Not only does the projection tool allow supply chain operators to forecast supply expense, but the extensive detail it provides enables them to take action. For example, it can help answer questions like, “Does my department really need the 10 cardiovascular implants it ordered, when we only used two in the last month, or was the purchase order created incorrectly and the wrong number ordered?”
“It allows supply chain operators to review purchase orders daily to identify where they have new or inappropriate spend. They can request purchase order changes or cancellations in an effort to mitigate avoidable supply expense spend throughout the month,” explains Cleeton.
A team effort
A number of teams collaborated over many months to develop the tool. Vecchione indicates that the first step was understanding the best way to pull the data that was needed on a daily basis. He did that by working closely with approximately 15 supply chain operators.
“They would look at the data I was collecting and provide feedback. We took that feedback to figure out how to improve the tool,” Vecchione shares. This collaborative approach continued throughout the tool’s development, expanding to include hospital finance and IT development teams. One advantage of this approach was the opportunity to test and improve the tool. “It gave us some real-time quality assurance. It enabled us to understand when it didn’t work and what caused it, so we could fix it,” says Vecchione.
After about six months of iteration, Vecchione was still manually pulling the data and consolidating it into an Excel spreadsheet for supply chain operators. That’s when the South Atlantic Division pulled in IT resources led by Kendrick Miller, Decision Support Manager for HCA Healthcare’s North Florida/South Atlantic Division, to automate as much of the process as possible. “They stepped up and built it into a tool where it was nearly automated.
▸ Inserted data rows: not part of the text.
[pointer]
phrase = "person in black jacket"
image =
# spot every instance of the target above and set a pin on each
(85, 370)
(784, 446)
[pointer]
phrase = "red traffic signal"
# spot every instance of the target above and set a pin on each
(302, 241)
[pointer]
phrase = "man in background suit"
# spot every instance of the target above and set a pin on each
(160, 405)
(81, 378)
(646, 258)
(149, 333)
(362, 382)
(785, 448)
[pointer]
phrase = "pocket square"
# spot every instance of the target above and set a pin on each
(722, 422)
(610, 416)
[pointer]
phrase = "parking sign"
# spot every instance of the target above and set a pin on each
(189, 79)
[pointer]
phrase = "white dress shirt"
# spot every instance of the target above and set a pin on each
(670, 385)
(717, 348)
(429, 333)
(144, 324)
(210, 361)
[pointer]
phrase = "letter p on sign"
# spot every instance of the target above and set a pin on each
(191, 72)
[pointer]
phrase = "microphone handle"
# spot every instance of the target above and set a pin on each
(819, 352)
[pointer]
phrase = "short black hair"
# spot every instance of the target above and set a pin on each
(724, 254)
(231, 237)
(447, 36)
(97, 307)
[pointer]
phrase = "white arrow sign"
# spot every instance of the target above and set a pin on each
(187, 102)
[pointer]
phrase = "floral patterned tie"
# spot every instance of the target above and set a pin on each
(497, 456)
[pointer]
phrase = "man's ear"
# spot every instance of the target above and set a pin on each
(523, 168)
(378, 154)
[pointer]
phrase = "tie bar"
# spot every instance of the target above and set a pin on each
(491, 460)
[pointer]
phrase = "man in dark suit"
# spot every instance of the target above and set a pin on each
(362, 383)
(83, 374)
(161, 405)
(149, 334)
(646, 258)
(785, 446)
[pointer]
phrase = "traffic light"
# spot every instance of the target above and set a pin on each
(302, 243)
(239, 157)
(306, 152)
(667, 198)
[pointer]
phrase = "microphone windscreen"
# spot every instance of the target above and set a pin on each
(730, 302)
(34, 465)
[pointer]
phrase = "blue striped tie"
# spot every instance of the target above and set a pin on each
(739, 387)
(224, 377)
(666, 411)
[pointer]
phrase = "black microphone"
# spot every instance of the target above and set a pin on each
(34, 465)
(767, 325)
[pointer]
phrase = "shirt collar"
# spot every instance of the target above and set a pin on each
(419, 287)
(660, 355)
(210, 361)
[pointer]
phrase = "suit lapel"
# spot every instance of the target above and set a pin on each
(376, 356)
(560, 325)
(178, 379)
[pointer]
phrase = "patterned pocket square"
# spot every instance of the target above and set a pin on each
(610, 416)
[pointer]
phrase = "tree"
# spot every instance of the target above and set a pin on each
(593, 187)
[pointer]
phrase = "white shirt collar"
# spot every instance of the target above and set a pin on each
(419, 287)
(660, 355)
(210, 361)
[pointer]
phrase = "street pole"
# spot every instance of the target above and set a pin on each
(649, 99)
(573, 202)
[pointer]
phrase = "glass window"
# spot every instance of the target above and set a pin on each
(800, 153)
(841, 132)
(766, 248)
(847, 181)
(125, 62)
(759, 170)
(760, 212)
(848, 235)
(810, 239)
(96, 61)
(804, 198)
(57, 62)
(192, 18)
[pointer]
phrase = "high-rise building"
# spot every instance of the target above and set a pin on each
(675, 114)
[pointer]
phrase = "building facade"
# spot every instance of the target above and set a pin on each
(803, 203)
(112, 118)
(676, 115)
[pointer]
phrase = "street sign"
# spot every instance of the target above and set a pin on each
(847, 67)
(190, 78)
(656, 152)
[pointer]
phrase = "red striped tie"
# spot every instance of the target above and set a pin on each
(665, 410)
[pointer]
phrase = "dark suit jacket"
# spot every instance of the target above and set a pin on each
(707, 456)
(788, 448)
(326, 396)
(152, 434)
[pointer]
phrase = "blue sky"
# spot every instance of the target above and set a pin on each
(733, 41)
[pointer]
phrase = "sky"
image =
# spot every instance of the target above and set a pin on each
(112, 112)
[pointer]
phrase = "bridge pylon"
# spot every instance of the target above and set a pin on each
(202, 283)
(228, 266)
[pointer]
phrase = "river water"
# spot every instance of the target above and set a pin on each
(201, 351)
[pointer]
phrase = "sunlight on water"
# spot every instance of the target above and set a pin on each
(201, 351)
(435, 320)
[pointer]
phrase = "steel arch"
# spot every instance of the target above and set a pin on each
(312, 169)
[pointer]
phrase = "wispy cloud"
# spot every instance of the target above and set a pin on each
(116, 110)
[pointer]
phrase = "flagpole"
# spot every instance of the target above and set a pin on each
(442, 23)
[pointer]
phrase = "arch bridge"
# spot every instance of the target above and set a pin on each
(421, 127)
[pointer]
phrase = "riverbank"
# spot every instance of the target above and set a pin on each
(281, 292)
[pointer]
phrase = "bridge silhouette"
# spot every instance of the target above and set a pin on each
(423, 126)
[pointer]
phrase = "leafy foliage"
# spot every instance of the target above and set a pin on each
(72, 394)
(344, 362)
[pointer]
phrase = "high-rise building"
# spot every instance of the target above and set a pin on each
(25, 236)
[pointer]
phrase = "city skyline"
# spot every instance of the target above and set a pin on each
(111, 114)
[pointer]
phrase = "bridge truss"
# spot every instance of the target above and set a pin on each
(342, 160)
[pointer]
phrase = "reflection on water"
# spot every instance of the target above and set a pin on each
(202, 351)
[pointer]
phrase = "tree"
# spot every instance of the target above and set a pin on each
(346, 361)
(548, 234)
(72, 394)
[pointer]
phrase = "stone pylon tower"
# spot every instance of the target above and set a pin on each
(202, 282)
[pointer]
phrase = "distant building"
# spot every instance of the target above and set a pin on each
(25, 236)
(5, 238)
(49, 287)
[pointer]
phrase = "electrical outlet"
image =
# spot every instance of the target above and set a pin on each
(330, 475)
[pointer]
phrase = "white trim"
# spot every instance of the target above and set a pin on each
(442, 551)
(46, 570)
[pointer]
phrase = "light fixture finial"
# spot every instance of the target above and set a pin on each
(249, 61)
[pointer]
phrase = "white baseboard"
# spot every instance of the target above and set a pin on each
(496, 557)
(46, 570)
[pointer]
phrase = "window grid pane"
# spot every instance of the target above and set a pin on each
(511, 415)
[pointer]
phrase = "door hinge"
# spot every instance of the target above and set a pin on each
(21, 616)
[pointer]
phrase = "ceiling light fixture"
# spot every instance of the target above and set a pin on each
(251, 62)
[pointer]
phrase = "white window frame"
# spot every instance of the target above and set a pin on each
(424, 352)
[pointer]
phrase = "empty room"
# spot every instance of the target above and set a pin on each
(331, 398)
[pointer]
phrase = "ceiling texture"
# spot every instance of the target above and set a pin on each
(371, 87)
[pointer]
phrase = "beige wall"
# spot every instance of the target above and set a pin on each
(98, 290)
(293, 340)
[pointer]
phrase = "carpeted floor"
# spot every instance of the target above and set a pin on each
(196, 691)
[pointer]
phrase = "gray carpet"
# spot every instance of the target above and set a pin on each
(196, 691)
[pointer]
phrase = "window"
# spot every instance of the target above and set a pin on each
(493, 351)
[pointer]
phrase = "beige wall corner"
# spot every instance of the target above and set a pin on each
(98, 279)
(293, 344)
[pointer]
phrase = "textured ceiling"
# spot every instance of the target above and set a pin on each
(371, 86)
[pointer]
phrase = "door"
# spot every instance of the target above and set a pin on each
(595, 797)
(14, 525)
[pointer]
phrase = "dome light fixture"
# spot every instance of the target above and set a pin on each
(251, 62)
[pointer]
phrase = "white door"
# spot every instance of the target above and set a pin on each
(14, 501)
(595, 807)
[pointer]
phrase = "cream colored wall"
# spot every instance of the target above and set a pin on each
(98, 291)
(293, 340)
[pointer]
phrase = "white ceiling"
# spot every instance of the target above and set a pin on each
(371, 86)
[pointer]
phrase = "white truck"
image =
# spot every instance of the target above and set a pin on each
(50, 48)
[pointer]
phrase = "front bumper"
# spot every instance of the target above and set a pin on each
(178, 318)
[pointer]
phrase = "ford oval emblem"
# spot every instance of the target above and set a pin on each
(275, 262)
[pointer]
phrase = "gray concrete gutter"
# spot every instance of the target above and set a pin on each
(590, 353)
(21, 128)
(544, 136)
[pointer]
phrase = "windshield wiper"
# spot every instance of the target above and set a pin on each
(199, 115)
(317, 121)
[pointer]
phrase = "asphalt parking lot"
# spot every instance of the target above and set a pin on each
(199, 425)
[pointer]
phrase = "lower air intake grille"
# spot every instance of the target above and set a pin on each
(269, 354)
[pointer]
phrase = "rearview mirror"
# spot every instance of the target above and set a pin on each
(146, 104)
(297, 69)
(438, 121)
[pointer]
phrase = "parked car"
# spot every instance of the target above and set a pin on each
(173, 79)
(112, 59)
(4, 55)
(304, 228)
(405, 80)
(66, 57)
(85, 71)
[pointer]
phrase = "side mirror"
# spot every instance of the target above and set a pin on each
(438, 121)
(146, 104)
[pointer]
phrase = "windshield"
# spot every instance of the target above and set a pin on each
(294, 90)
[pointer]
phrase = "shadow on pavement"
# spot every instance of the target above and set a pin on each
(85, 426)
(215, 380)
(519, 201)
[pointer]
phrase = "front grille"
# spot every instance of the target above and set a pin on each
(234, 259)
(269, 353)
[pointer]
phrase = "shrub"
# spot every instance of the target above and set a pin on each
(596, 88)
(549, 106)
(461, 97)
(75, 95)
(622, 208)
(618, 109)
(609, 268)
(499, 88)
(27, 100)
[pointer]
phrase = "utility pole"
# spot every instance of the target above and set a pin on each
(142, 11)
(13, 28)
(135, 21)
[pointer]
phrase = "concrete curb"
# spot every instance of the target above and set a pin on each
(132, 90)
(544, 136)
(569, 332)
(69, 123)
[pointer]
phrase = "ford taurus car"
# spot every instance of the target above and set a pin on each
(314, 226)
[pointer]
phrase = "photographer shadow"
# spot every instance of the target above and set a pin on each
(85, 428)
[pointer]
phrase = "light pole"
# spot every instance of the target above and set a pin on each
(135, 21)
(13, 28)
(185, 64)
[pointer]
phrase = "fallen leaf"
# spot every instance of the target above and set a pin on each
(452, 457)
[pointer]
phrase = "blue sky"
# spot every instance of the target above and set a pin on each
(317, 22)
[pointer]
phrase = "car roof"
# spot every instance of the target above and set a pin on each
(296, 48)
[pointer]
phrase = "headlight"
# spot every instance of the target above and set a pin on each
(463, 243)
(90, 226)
I mostly just had to go in and manipulate a couple of things and send it out,” says Vecchione. This was the foundation that the data analytics team, led by Stephen Ronan Sr., Financial Analyst at HCA Healthcare/HealthTrust, used to develop its final iteration as a Microsoft Power BI (business intelligence) dashboard.
“The data analytics team created something bigger than I ever thought it could be, including the addition of features that enabled our operators to see other metrics, such as the percentage of contract purchases versus non-contract purchases,” says Vecchione.
The projection tool went live in December 2020. Although it’s available for anyone within HCA Healthcare to use, Vecchione and the collaborative team are continuing the iterative approach of improving the tool over time.
Beyond the pandemic
Because of its advantages over their previous approach, Vecchione and Cleeton expect that this will be HCA Healthcare’s new way of projecting supply expense for the foreseeable future, beyond the pandemic.
“Our operators see the value in reviewing yesterday’s purchase orders to better understand their projected supply expense and being able to address inappropriate spend before it’s received at the hospital dock,” explains Cleeton.
Vecchione is also interested in applying what they’ve learned from its development and use to monitor other spend. “Is there a leading metric or an indicator that we can use to project purchased service spend more accurately, for example, or to develop algorithms that automate the identification of inappropriate spend?” he asks. “I don’t have the answers to that, but this is the foundation to advance our analytics capabilities and see how we can continue to leverage data to drive our daily behavior.”
For Vecchione, seeing HCA Healthcare’s divisions and facilities use the tool is gratifying. “The last thing you want to do is build something that doesn’t yield value. A number of colleagues have said this has both reduced the time required and simultaneously improved their ability to manage supply ordering. That is especially nice to hear,” he adds.